Die RNZ war 2017 bei einer Führung zu Kelten, Klimaunbilden und kurzweilige Erdgeschichten zwischen dem Oberrheingraben und der keltischen Höhensiedlung auf dem Heiligenberg dabei:

Im Gewand einer keltischen Bäuerin auf dem Weg zum äußeren Ringwall und dem alten Brunnenschacht der keltischen Höhensiedlung © Manfred Bechtel

Was haben Klimaunbilden mit keltischer Kultur, dem fruchtbaren Boden der Heidelberger Region und dem Bergstraßenneckar zu tun? Begleiten Sie eine keltische Bäuerin auf teils abgelegenen Pfaden rund um den Gipfel des Heiligenbergs und werfen Sie einen naturwissenschaftlichen Blick auf die Welt der keltischen Siedler. Was veranlasste sie dazu, befestigte Höhensiedlungen wie die auf dem Heiligenberg anzulegen, wie konnten sie sich am Gipfel mit Wasser versorgen und wie weit reichte das keltische Fernhandelsnetz? Tauchen Sie ein in ein Land vor unserer Zeit zwischen Eiszeit, Kelten und Neckarsueben, lassen Sie sich von einer kleinen zeitgemäßen Verköstigung überraschen und üben Sie sich im Schlagen des keltischen „Feuerzeuges“. Im Anschluss besteht die Möglichkeit der Einkehr in die Waldschenke.

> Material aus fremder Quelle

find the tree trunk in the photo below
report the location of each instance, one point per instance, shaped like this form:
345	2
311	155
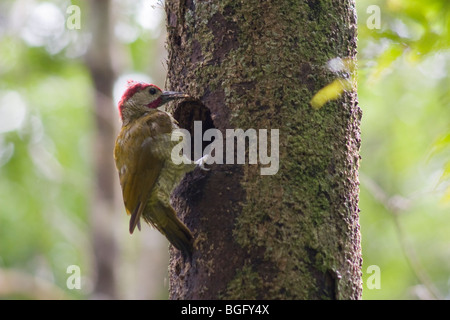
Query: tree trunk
256	64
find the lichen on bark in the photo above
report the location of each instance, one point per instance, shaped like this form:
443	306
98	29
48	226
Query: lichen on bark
256	64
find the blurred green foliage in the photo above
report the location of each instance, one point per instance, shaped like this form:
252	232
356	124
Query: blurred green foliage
46	133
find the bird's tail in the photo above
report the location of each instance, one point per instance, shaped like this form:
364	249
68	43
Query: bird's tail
164	218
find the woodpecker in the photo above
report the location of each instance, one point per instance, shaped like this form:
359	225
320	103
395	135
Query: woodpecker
142	155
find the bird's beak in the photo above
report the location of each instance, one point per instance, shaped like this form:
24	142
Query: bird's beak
171	95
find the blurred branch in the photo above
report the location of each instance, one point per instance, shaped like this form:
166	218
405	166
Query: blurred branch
395	205
18	283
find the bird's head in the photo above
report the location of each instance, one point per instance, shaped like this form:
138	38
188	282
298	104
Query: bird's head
140	97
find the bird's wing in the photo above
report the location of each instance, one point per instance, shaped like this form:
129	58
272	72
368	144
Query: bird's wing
139	161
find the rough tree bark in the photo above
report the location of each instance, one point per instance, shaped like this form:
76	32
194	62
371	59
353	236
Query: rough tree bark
103	203
257	64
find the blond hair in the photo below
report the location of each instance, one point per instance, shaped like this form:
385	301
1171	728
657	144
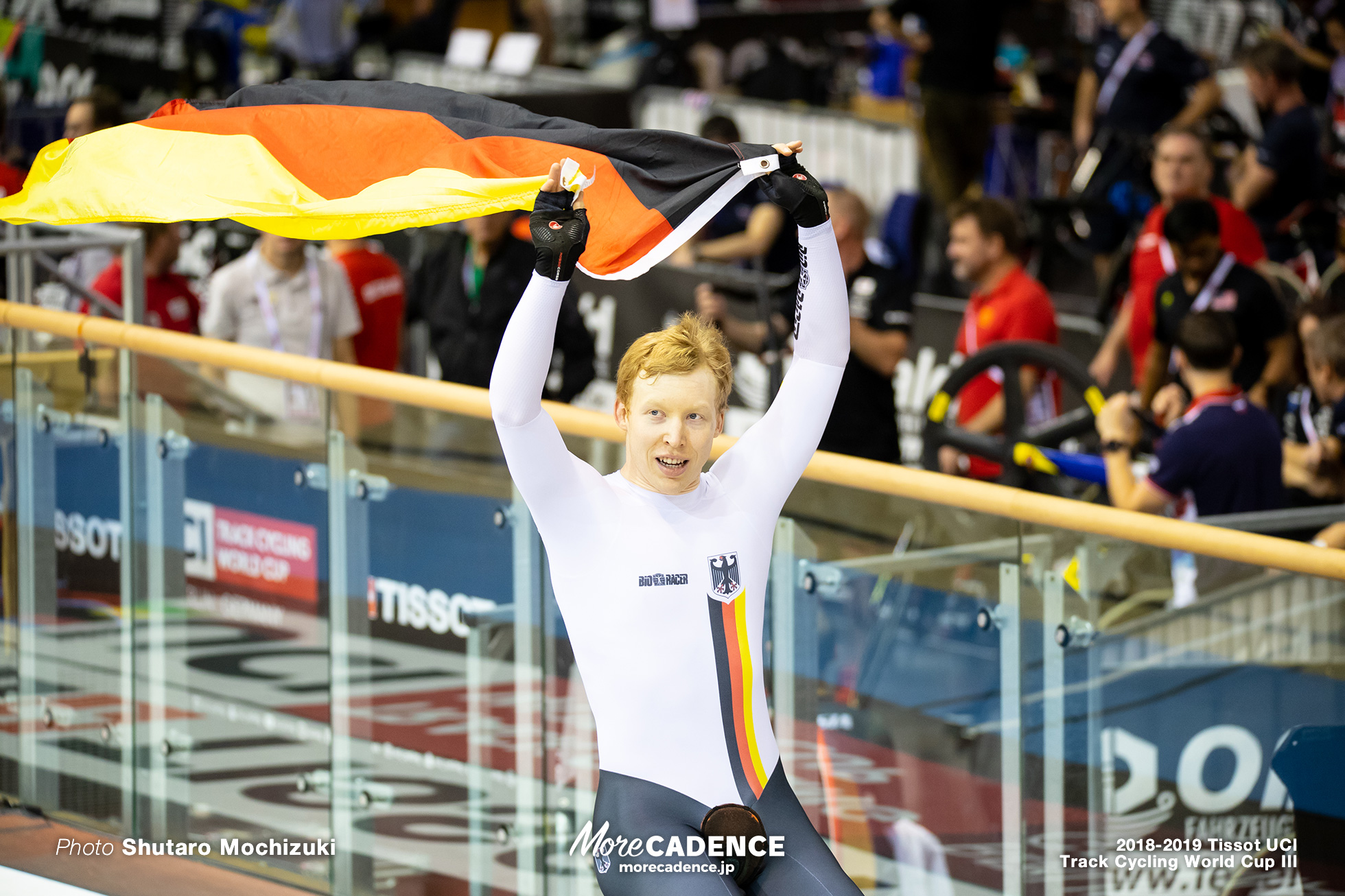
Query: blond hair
688	344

Der Weg ist das Ziel – Ausbildungsleitung für Wildniswandern

Die Touren der Wildnisschule Wildniswandern führen den Reisenden auf einem entschleunigten Weg durch naturbelassene Landstriche und laden dazu ein, in der Natur zu verweilen. Ganz nach dem Prinzip wer langsamer geht, hat mehr vom Weg. Anhand der Landschaftsmerkmale und der Vegetation eine Quelle finden und die Wasserqualität beurteilen zu können, zählt in unserem Alltag kaum mehr zu den erstrebenswerten Hard Skills. Und trotzdem spüren wir eine mehr oder weniger ausgeprägte Anziehungskraft bei Fähigkeiten, die uns in der Wildnis das Überleben sichern und Orientierung bieten können. Die Ausbildung zum Wanderreiseleiter bringt für sechs intensive Blöcke Gleichgesinnte mit spannenden Outdoor-Themen zusammen. Es geht dabei weniger um Bush Craft und Survival, als um die Annäherung an das wilde Draußensein mit Verantwortung für eine Gruppe in einer europäischen Mittelgebirgslandschaft.

Theorie am Feuerplatz: Eine Outdoor-Einheit zur Streckenberechnung bevor es los geht © Joachim Rose

Die Ausbildungsgruppe begleitet sich dabei von Frühjahr bis Winter, „wächst mit“ und kann jedem Teilnehmenden zu einem stärkenden Begleiter werden. Als Ausbildungsleiterin durfte ich für mehrere Jahre Menschen in diesem Rahmen zusammenbringen, Stärken stärken und Teilnehmende unterschiedlichsten Know-hows dabei begleiten, sich mit Themenfeldern wie Wetterkunde, Orientierung, Feuer und Kochen über dem Feuer, Knotenkunde, Draußen schlafen, Naturpädagogik, Routenplanung und Gruppendynamik auseinanderzusetzen und in die Leitung von Touren hineinzuwachsen. Die Aufgabe war mir eine Ehre und hat mich mit Freude erfüllt. Ich danke meinem Coleiter Joachim Rose, Natourijo, für die großartige, zupackende und immer ehrliche Zusammenarbeit.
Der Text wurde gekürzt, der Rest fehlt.